European lockdowns scared U.S. financial markets, but Nasdaq closes at new high


Wall Street is showing growing unease with the increase in the number of Covid-19 cases abroad and the potential economic toll of restrictive measures to avoid a public health calamity. As European countries struggle to contain a deadly fourth wave of the pandemic, market watchers in the United States have been forced to face the prospect of another winter in which the pandemic remains a key factor in shaping the trajectory. the country’s economic recovery.

Negative market sentiment was most apparent via the Dow Jones Industrial Average, which closed down 1.4%. The broad S&P 500 was roughly flat, closing with a loss of 0.14%. The outlier was the Nasdaq which at 16,057 hit another record due to its composition of dominant tech stocks that benefited from stay-at-home orders and a population reluctant to mingle with others in spaces. closed.

“The possibility of Covid being more severe and more enduring in terms of behavior and economics is reflected directly in the market today,” said George Ball, chairman of investment firm Sanders Morris Harris. “The possibility that there is another wave and another variant in the United States is now weighing on the markets. It is not something that people expected.

Austria said on Friday it would re-impose a nationwide lockdown to stem the spread of Covid-19, and Germany’s health minister said lockdowns could not be ruled out, just a day after the country’s leaders announced more restrictions on unvaccinated people.

“Germany is a big exporter, so it’s a concern if Germany goes into a blanket lockdown,” said Megan Horneman, director of portfolio strategy at Verdence Capital Advisors.

With vaccination rates too low to achieve herd immunity and a growing number of groundbreaking infections, the underlying fear is that the United States could also be on the cusp of another wave. “I think it’s a bit of a math for what’s to come. Winter is coming … and with that you have a congregation of people inside, ”said Johan Grahn, head of ETF strategy at AllianzIM. “I think this is just a prelude in Europe to what seems to be inevitable, and that’s what really shakes up the markets here.”

I think this is just a prelude in Europe to what seems to be inevitable, and that’s what is really rocking the markets here.

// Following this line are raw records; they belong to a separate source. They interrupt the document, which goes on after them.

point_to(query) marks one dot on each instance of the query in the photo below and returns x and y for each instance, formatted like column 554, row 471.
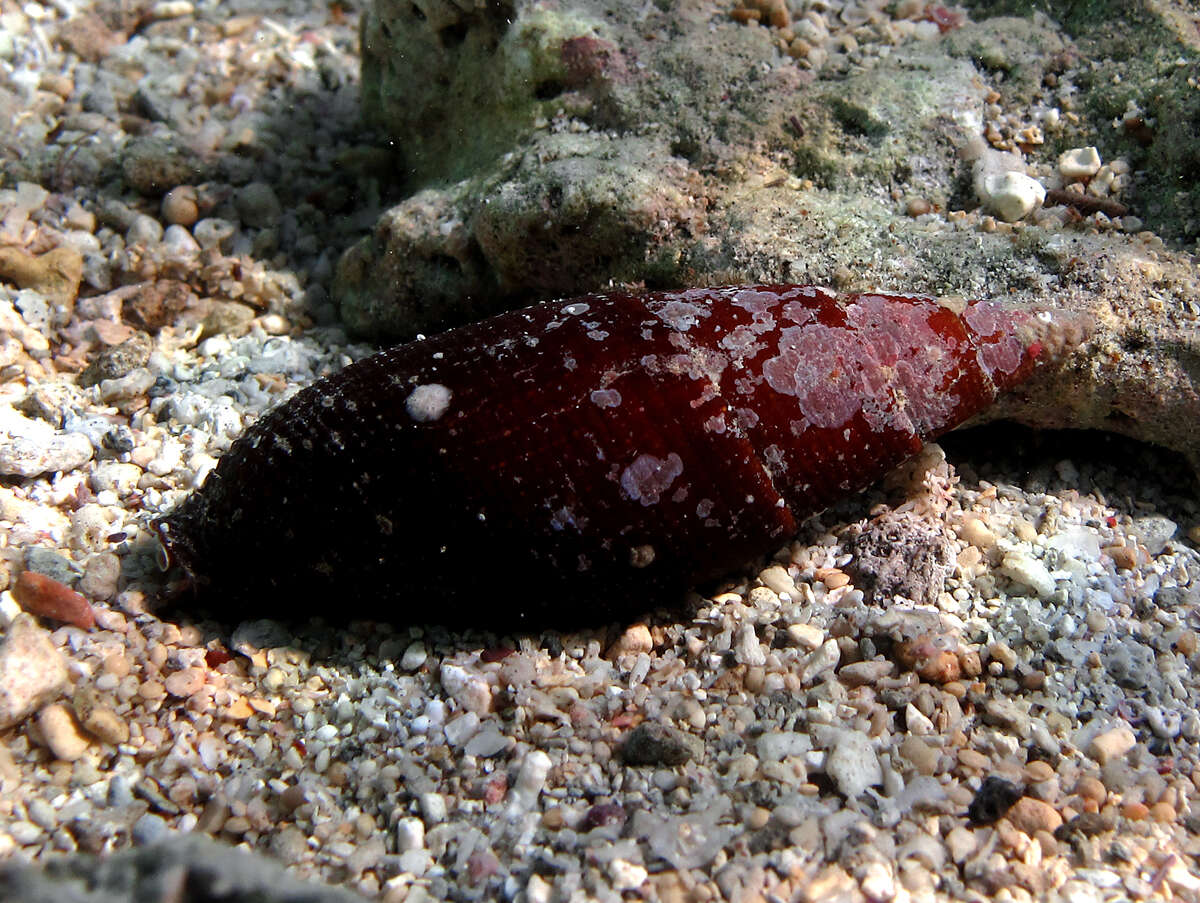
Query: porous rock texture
column 558, row 149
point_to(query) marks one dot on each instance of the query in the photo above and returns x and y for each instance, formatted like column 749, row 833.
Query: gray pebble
column 115, row 362
column 149, row 829
column 214, row 232
column 653, row 743
column 486, row 743
column 120, row 791
column 101, row 576
column 151, row 166
column 179, row 244
column 42, row 814
column 144, row 231
column 257, row 205
column 52, row 563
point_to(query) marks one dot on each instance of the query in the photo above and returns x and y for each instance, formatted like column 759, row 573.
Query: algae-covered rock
column 557, row 149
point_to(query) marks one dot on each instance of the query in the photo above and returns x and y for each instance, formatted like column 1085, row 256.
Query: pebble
column 654, row 743
column 46, row 597
column 149, row 829
column 1012, row 196
column 409, row 835
column 55, row 275
column 30, row 448
column 144, row 231
column 184, row 683
column 469, row 691
column 853, row 765
column 922, row 755
column 486, row 743
column 61, row 733
column 33, row 671
column 180, row 207
column 1079, row 163
column 1111, row 745
column 1032, row 815
column 178, row 244
column 257, row 205
column 820, row 661
column 99, row 718
column 635, row 639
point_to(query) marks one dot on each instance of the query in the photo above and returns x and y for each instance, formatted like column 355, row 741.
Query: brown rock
column 929, row 659
column 185, row 682
column 54, row 274
column 636, row 638
column 33, row 671
column 97, row 718
column 46, row 597
column 61, row 733
column 1032, row 815
column 87, row 36
column 900, row 554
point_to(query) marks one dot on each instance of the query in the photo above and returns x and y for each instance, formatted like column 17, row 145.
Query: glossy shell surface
column 588, row 459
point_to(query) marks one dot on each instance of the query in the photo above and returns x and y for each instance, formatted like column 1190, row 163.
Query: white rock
column 486, row 743
column 1111, row 743
column 748, row 650
column 1079, row 162
column 852, row 764
column 820, row 661
column 809, row 637
column 918, row 723
column 409, row 835
column 1012, row 196
column 531, row 779
column 33, row 671
column 414, row 657
column 117, row 477
column 29, row 448
column 627, row 875
column 1027, row 572
column 460, row 730
column 468, row 689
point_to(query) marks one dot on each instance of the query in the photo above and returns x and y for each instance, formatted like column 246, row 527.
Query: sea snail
column 588, row 459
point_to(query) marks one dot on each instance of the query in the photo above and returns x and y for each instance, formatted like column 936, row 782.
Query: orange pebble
column 46, row 597
column 1090, row 788
column 1162, row 812
column 1135, row 811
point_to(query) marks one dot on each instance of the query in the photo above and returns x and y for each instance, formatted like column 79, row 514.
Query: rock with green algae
column 557, row 150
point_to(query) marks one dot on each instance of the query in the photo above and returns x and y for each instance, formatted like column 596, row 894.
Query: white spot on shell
column 605, row 398
column 429, row 402
column 648, row 477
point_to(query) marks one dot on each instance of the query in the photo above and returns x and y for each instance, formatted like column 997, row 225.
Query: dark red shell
column 585, row 459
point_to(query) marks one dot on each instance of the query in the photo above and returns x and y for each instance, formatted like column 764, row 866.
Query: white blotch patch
column 605, row 398
column 648, row 477
column 564, row 518
column 679, row 315
column 888, row 362
column 429, row 402
column 747, row 418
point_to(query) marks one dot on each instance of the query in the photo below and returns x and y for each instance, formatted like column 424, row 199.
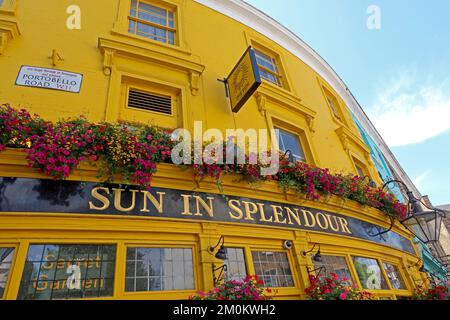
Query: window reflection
column 235, row 263
column 68, row 271
column 6, row 255
column 273, row 268
column 369, row 273
column 394, row 276
column 334, row 264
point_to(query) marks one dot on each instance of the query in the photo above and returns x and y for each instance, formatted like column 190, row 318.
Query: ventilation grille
column 150, row 101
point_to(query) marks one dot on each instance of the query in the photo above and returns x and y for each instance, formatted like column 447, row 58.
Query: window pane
column 334, row 264
column 288, row 141
column 6, row 255
column 369, row 273
column 360, row 171
column 159, row 269
column 266, row 62
column 235, row 263
column 394, row 276
column 68, row 271
column 273, row 268
column 152, row 15
column 333, row 107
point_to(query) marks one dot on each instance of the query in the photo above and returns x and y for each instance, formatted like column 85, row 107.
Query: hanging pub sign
column 49, row 79
column 244, row 80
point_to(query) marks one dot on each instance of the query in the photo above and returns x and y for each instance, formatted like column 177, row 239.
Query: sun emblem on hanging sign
column 243, row 80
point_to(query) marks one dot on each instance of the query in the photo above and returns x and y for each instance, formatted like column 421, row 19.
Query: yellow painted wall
column 210, row 45
column 210, row 40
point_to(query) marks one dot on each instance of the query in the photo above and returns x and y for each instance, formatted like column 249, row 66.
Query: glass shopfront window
column 394, row 276
column 370, row 274
column 333, row 264
column 235, row 263
column 68, row 271
column 159, row 269
column 6, row 256
column 273, row 268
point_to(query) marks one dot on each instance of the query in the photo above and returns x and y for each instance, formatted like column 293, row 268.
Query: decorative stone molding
column 108, row 62
column 194, row 80
column 148, row 54
column 261, row 100
column 350, row 140
column 9, row 27
column 311, row 123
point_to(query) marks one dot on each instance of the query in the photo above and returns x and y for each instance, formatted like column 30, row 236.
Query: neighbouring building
column 157, row 62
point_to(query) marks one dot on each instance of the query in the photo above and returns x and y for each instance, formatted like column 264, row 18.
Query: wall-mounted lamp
column 223, row 269
column 425, row 224
column 372, row 183
column 291, row 158
column 418, row 263
column 317, row 270
column 317, row 257
column 221, row 253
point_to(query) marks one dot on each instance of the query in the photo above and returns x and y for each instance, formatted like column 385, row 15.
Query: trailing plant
column 134, row 151
column 252, row 288
column 334, row 288
column 435, row 292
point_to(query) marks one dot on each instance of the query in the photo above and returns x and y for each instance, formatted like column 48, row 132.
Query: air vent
column 150, row 101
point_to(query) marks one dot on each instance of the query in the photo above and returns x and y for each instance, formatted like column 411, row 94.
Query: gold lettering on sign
column 248, row 211
column 278, row 213
column 344, row 225
column 186, row 205
column 234, row 205
column 295, row 215
column 263, row 214
column 208, row 208
column 333, row 227
column 158, row 205
column 118, row 200
column 322, row 221
column 310, row 221
column 104, row 200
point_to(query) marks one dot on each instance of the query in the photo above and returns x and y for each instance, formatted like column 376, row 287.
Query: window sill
column 285, row 98
column 149, row 43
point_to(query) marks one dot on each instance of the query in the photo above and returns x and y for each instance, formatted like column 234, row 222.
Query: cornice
column 262, row 23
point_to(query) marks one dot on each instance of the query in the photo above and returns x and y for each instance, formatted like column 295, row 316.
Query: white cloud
column 407, row 112
column 418, row 180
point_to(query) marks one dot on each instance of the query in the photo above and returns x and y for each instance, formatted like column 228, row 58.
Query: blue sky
column 400, row 73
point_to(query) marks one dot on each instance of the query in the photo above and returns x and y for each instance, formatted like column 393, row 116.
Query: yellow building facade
column 158, row 62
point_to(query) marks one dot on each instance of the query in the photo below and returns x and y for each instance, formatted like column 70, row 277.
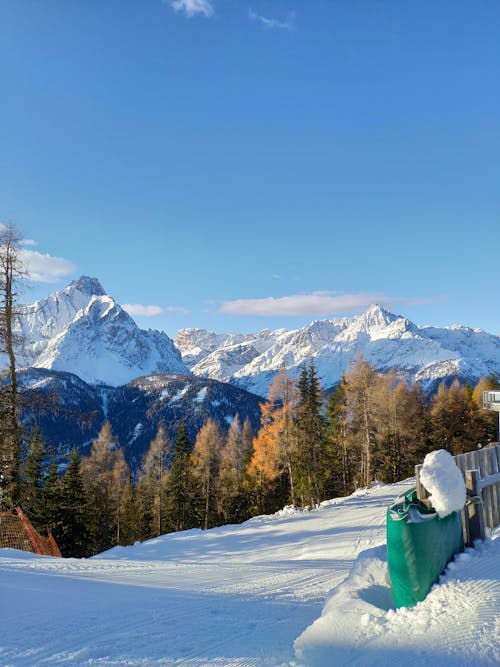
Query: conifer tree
column 233, row 458
column 33, row 476
column 104, row 474
column 312, row 453
column 342, row 459
column 205, row 461
column 151, row 485
column 72, row 537
column 178, row 491
column 10, row 433
column 361, row 415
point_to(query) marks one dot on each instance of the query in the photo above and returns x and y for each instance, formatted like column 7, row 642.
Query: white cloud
column 273, row 24
column 193, row 7
column 138, row 309
column 314, row 304
column 44, row 268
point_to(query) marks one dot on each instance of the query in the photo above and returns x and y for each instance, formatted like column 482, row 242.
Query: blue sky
column 240, row 165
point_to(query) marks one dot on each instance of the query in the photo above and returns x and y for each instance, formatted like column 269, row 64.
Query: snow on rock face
column 443, row 480
column 386, row 340
column 83, row 331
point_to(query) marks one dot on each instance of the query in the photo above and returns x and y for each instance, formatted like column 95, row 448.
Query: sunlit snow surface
column 243, row 595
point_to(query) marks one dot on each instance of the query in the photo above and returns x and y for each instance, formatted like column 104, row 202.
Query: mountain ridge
column 82, row 330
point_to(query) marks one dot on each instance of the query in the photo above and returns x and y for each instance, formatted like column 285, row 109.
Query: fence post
column 474, row 507
column 422, row 493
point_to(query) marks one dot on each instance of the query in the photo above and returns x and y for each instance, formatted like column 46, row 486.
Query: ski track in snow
column 239, row 596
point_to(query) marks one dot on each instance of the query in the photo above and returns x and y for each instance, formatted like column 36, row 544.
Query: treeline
column 308, row 448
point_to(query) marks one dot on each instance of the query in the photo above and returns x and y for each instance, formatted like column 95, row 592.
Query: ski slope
column 296, row 588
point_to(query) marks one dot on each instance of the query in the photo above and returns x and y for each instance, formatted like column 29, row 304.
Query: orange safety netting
column 17, row 532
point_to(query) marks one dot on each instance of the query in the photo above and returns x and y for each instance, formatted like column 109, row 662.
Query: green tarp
column 419, row 545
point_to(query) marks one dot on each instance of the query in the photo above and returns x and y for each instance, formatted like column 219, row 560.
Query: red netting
column 17, row 532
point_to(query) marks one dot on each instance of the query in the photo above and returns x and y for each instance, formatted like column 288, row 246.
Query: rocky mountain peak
column 86, row 285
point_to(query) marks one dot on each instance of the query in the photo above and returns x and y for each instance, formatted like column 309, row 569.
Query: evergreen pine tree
column 51, row 500
column 312, row 462
column 178, row 493
column 33, row 476
column 205, row 461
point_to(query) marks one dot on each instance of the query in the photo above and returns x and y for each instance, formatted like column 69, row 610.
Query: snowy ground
column 280, row 590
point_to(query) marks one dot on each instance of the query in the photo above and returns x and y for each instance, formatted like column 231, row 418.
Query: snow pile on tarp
column 457, row 625
column 444, row 482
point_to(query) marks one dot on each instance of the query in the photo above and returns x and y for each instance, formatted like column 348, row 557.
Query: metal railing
column 481, row 471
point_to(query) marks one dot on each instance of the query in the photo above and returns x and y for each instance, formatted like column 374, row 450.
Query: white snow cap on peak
column 444, row 482
column 87, row 285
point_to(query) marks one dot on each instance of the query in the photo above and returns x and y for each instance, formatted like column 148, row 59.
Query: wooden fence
column 481, row 471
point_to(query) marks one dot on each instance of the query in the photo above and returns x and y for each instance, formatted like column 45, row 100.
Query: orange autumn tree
column 271, row 463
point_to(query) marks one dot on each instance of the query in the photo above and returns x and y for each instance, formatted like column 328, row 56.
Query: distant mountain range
column 82, row 330
column 428, row 355
column 81, row 346
column 70, row 412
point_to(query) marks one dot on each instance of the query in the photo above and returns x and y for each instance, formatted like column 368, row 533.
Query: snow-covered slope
column 83, row 331
column 307, row 589
column 386, row 340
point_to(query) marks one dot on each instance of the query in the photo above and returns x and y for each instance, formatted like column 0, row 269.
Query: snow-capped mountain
column 388, row 341
column 83, row 331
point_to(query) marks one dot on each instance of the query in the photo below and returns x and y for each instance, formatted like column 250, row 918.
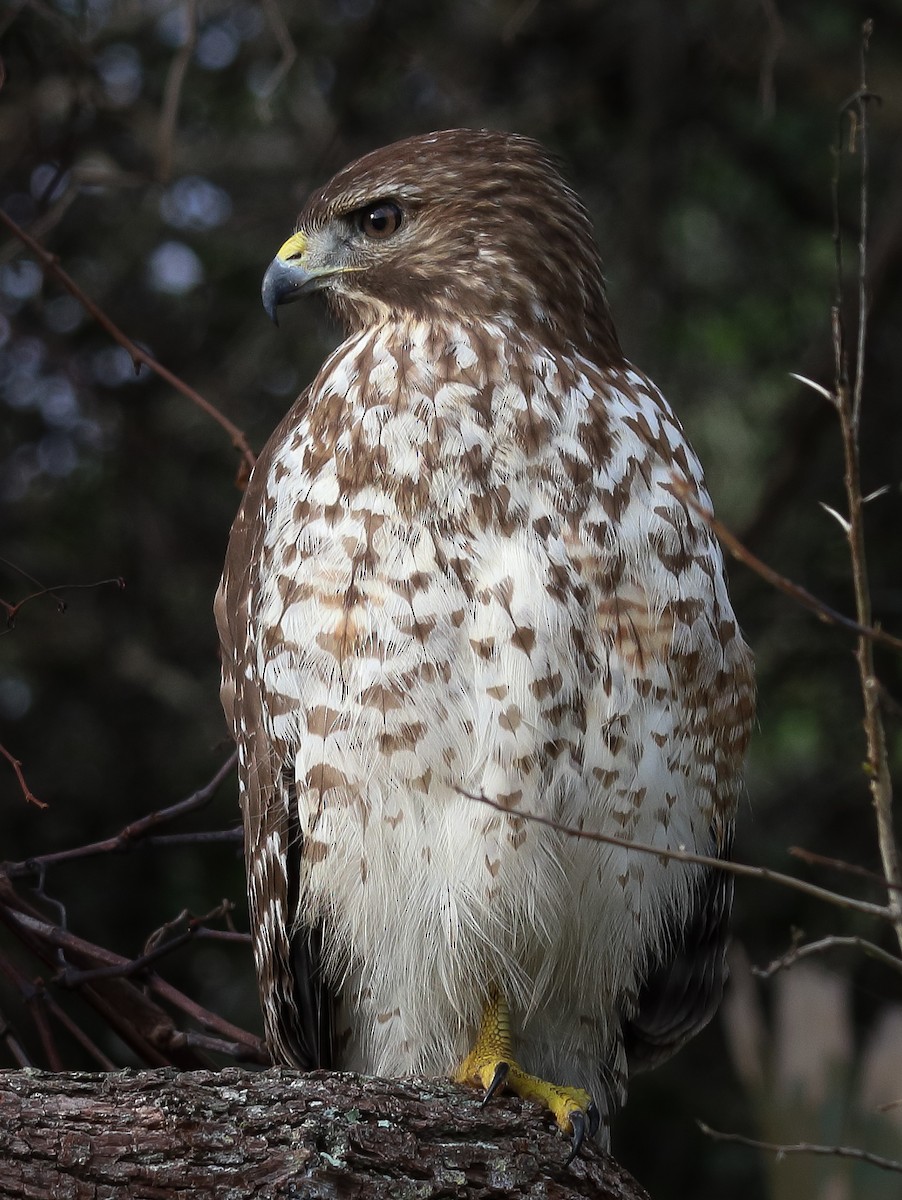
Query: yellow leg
column 492, row 1066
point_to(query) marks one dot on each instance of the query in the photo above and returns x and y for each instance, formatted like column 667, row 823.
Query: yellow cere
column 294, row 247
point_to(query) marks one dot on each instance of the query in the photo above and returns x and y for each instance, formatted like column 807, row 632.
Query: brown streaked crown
column 488, row 228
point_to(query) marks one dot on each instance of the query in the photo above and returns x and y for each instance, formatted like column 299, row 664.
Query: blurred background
column 162, row 150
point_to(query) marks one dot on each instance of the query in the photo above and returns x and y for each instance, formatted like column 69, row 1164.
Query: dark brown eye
column 380, row 221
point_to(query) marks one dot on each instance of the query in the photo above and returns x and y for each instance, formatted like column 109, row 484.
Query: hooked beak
column 287, row 279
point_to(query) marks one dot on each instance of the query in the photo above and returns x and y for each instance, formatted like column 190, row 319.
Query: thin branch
column 798, row 593
column 795, row 953
column 132, row 834
column 17, row 767
column 139, row 357
column 804, row 1147
column 840, row 864
column 849, row 411
column 685, row 856
column 172, row 95
column 289, row 52
column 157, row 949
column 12, row 610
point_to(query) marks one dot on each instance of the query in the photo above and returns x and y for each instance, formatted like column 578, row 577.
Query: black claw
column 501, row 1072
column 577, row 1120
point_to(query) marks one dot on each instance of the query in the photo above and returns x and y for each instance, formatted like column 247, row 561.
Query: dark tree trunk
column 229, row 1134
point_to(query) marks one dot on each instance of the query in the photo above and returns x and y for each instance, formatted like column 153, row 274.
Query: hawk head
column 464, row 225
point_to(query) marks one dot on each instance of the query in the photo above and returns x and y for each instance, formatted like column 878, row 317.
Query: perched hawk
column 465, row 567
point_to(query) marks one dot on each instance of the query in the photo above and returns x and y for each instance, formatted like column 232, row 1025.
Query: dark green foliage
column 699, row 136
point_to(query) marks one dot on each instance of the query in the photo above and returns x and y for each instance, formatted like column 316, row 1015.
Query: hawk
column 467, row 568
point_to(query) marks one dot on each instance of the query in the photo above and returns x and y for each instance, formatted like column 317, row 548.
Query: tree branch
column 804, row 1147
column 139, row 357
column 280, row 1133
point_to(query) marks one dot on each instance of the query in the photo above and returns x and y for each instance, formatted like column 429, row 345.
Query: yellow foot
column 491, row 1065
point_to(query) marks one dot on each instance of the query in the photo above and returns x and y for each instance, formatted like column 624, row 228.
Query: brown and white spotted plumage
column 464, row 565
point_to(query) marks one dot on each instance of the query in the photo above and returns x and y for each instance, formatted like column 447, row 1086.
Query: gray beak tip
column 283, row 283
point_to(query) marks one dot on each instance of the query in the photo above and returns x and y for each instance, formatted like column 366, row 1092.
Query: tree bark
column 229, row 1134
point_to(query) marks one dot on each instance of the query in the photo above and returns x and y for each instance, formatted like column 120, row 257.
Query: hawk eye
column 380, row 221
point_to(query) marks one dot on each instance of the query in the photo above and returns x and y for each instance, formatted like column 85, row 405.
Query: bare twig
column 157, row 946
column 139, row 357
column 133, row 834
column 172, row 94
column 17, row 767
column 795, row 953
column 804, row 1147
column 840, row 864
column 286, row 45
column 685, row 856
column 828, row 615
column 848, row 406
column 12, row 610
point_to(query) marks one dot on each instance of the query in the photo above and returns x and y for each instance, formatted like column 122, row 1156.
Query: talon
column 501, row 1072
column 577, row 1123
column 594, row 1117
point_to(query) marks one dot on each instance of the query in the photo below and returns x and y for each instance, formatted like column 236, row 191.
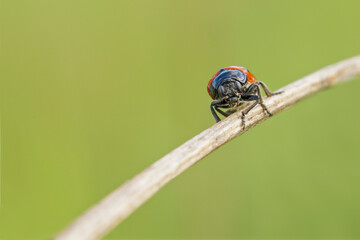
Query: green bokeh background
column 93, row 92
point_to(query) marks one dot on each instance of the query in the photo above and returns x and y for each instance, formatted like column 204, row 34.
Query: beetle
column 236, row 88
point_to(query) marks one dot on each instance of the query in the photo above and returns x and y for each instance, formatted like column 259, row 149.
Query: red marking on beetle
column 250, row 77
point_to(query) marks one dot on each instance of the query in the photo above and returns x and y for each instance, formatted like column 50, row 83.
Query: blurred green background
column 93, row 92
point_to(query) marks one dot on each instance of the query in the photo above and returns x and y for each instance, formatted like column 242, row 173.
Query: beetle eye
column 241, row 77
column 238, row 85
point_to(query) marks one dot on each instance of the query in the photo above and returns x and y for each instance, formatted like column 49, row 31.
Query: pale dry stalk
column 119, row 204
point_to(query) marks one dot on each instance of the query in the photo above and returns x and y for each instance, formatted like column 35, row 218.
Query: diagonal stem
column 119, row 204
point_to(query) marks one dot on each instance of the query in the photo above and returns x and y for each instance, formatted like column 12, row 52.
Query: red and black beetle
column 236, row 88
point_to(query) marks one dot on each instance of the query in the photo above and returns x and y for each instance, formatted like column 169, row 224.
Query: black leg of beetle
column 266, row 89
column 212, row 105
column 225, row 114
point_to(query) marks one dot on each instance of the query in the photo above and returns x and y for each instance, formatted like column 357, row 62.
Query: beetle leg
column 212, row 105
column 225, row 114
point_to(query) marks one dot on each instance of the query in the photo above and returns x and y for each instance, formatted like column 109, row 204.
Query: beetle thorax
column 230, row 88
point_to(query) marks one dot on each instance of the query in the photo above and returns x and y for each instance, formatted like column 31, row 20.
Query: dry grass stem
column 119, row 204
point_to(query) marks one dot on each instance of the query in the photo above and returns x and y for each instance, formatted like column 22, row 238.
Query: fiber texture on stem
column 118, row 205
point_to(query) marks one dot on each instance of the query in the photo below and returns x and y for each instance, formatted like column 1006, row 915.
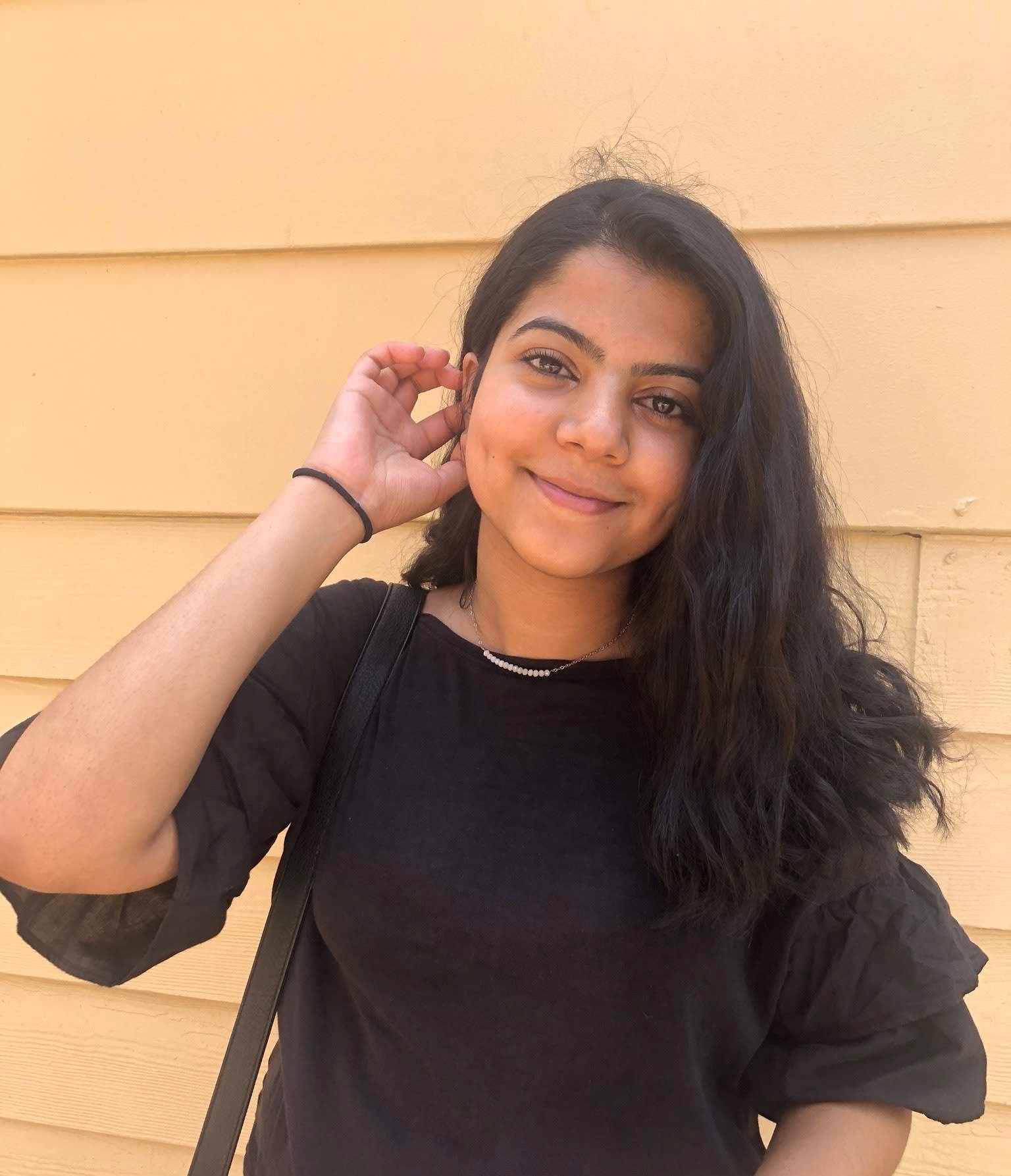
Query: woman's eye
column 675, row 411
column 548, row 359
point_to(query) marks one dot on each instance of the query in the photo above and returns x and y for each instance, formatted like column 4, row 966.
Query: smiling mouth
column 567, row 499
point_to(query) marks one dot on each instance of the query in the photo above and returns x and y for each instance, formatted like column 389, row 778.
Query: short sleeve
column 873, row 1008
column 255, row 776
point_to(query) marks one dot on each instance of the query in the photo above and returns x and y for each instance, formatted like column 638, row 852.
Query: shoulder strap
column 293, row 882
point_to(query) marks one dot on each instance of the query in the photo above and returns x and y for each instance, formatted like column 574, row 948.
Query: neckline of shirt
column 610, row 667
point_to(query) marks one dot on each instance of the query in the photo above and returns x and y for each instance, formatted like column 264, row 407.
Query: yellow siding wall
column 211, row 207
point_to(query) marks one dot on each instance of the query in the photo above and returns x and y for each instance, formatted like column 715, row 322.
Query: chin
column 565, row 555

Uncertainty over who President Joe Biden will be leading the Federal Reserve for the next four years also hangs over Wall Street. The White House has signaled that the two main candidates are current Fed Chairman Jerome Powell and Fed Governor Lael Brainard, who are favored by some on the left for his views on regulation and the role central bank in shaping the financial system’s response to problems. like climate change.

Brainard is also seen as less likely to raise interest rates, which is the Fed’s biggest tool to curb soaring inflation. While the investment community in general tends to prefer a more accommodating stance on monetary policy, Horneman said this could be the exception to the rule in that a change of direction within the central bank la most powerful in the midst of a single event The global pandemic of the last century could introduce an unwanted degree of uncertainty.

“He’s shown he’s not necessarily a hawk per se … but he’s also a realist,” Horneman said. “There are inflationary pressures right now that need to be addressed, especially if we’re talking about additional government spending,” she said, referring to Biden’s $ 1.7 trillion social safety net program which has was adopted by the House of Representatives on Friday.

“The biggest thing that continues to be a question mark is the timing of rate hikes,” said Liz Young, head of investment strategy at SoFi. “It would upset the apple cart to have change.” The Fed has been behind much of the market movement over the past two years, ”she said, and is likely to remain heavily involved as a measure of inflation. – and the concern that it might not be “transient,” to use the Fed’s preferred term – remain high.

Investment experts fear that future supply chain disruptions will strain the resilience of U.S. businesses, workers and consumers as the cold dies down, household costs rise and pandemic fatigue has become almost as endemic as the virus itself.

“The risk of a new conflagration of Covid cases would further cripple the supply chain. This could reduce the willingness to re-enter the workforce on the part of millions of potential workers, and at the same time, it could further fuel inflation concerns, ”Ball said.

The current surge in Europe threatens to fuel the flames of higher inflation, said Steve Rick, chief economist at CUNA Mutual Group. “We are pushing for supply chain reconciliation,” he said. “It may take longer now with the resurgence.”

Rick pointed out that, as a new wave of Covid is reducing travel, it could help cut soaring energy costs that worry domestic and foreign lawmakers as winter hits the northern hemisphere. “It would be a little silver lining, but the overall supply chain will be under pressure,” he said.

How long these conditions persist could mean the difference between minimal lasting economic pain and something much darker, Young said.

“The timing of all of this is really important. It’s about the endurance we have. How much stamina do businesses have to keep eating these higher input costs, and how much endurance do consumers have? She said. “I think it’s going to be a very delicate dance.”